Page 13 of House of Names


  ‘All of them? My father and my mother, and all of them, my brothers? Maybe I have new brothers or sisters, ones I have never seen.’

  ‘We’ll tell all of them.’

  Mitros lay back and fell asleep again. Later, Orestes went to lie down in Leander’s bed, but Leander did not join him; instead he hovered between the kitchen and where Mitros was, Orestes listening closely to his movements throughout the night.

  In the morning, Orestes must have dozed off because he was woken by Leander’s hand on his shoulder.

  ‘Mitros stopped breathing a while ago,’ Leander whispered.

  ‘Have you tried to wake him?’

  ‘He’s not asleep,’ Leander said. ‘He’s dead.’

  They waited by his body until the sun was weak in the sky and then they carried him to where they had buried the old woman, the dog following eagerly, its ears pricked up as though it could hear some distant sound. When they were ready to lower the body into the space they had made beside the old woman’s body, Leander looked at Orestes, asking with his eyes if Orestes would sing the song again. Orestes moved close to the grave and sat down. He began to sing the words he knew in a low voice and then lowered it further until it was almost a whisper.

  The dog seemed restless when the grave was filled. It remained there for a while with both of them, but then it slowly made its way back to the house, following them hesitantly, growling in a low voice. It sat in the kitchen in its usual place. Orestes gave it its food and water and patted it on the head and spoke to it softly.

  He knew that Leander was planning to go. They had not spoken of it, but he was sure that that was the plan. He did not know what would happen then to the dog.

  When he woke in the night, he moved from his own bed into Leander’s, the dog following him. Leander made space for him, holding him as he settled in beside him.
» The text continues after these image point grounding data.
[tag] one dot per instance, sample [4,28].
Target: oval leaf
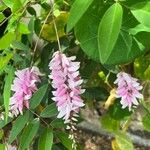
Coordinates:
[46,140]
[38,96]
[76,12]
[108,31]
[28,134]
[49,111]
[141,12]
[18,126]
They were both afraid, Orestes realized, of what it would be like when they left.

  He stopped going to his own bed, waiting instead until Leander was ready for bed and then going to the room with him, the dog once more in his wake. He began to look forward to the night, to what happened between them in these hours, and to the morning when they woke.

  One night, Leander seemed unable to sleep. When he had tossed and turned for a while, Orestes moved towards him in the bed. They held each other in the dark, both of them wide awake.
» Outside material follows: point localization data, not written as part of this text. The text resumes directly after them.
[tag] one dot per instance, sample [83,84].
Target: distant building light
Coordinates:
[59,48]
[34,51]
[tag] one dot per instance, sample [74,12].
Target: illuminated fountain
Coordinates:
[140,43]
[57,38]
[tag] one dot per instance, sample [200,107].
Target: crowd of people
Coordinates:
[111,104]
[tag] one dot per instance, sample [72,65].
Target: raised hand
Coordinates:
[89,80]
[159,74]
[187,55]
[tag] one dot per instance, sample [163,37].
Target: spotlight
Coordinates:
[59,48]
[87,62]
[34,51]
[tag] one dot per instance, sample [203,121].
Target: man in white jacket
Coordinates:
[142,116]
  ‘I want to see my grandfather if he is still alive,’ Leander said. ‘He had two sons, but one of them died, and then my father had only one son and that is me. Maybe my grandfather is waiting for me. Ianthe, my sister, was ten when I was taken. She is a woman now, and she is waiting for me too, and my father and my mother are waiting for me and my uncles and aunts and my other grandparents, the parents of my mother.’

  ‘I don’t know who is waiting for me,’ Orestes said. ‘Maybe that’s what Mitros was trying to say, that there is no one waiting for me.’

  ‘Your mother is waiting for you, and Electra too,’ Leander said.

  ‘But not my father?’

  ‘Your father is dead.’

  ‘Who killed him?’

  Leander did not reply for a moment and then, holding Orestes closer, he whispered: ‘It is enough that he is dead.’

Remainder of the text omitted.